DESCARRILADO CATORCE

 

Q

uedé con Lucinda en la fuente de la calle Cincuenta y uno con la Sexta avenida.

Al llamarla para contarle qué quería Vasquez, se había quedado en silencio y después me había pedido que nos viéramos allí.

Llevaba diez minutos sentado en aquel lugar cuando la vi, al otro lado de la Cincuenta y uno.

Me puse en pie e hice ademán de levantar la mano para saludarla, pero me detuve. Estaba con otro hombre. Siguió andando hacia mí, y por un instante me quedé entre sentado y levantado, entre el saludo y el silencio. Decidí volver a mi sitio; algo me impulsó a no llamar la atención.

Me quedé allí sentado en el borde de la fuente mientras Lucinda y aquel hombre pasaban justo por mi lado sin mirarme.
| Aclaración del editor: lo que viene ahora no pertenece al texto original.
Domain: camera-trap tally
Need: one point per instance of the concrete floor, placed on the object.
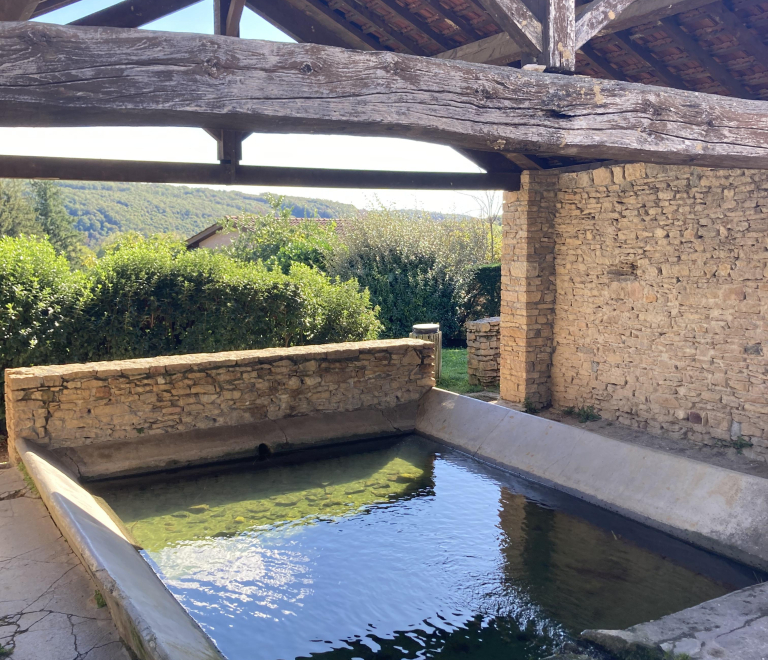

Él llevaba un elegante traje azul y zapatos recién abrillantados. Debía de rondar la cincuentena, tenía entradas incipientes y los labios apretados en gesto pensativo. Lucinda ya casi había recuperado su aspecto normal, pensé, es decir, estaba otra vez guapísima, si no se la miraba de muy cerca, si no se observaban expresamente las tenues ojeras, que aunque no eran como las mías, resultaban apreciables. Tenía aspecto de no haber dormido demasiado últimamente, de haber pasado la noche en vela, dando vueltas en la cama, a pesar de los dos valiums y la copa de vino que seguramente se habría tomado.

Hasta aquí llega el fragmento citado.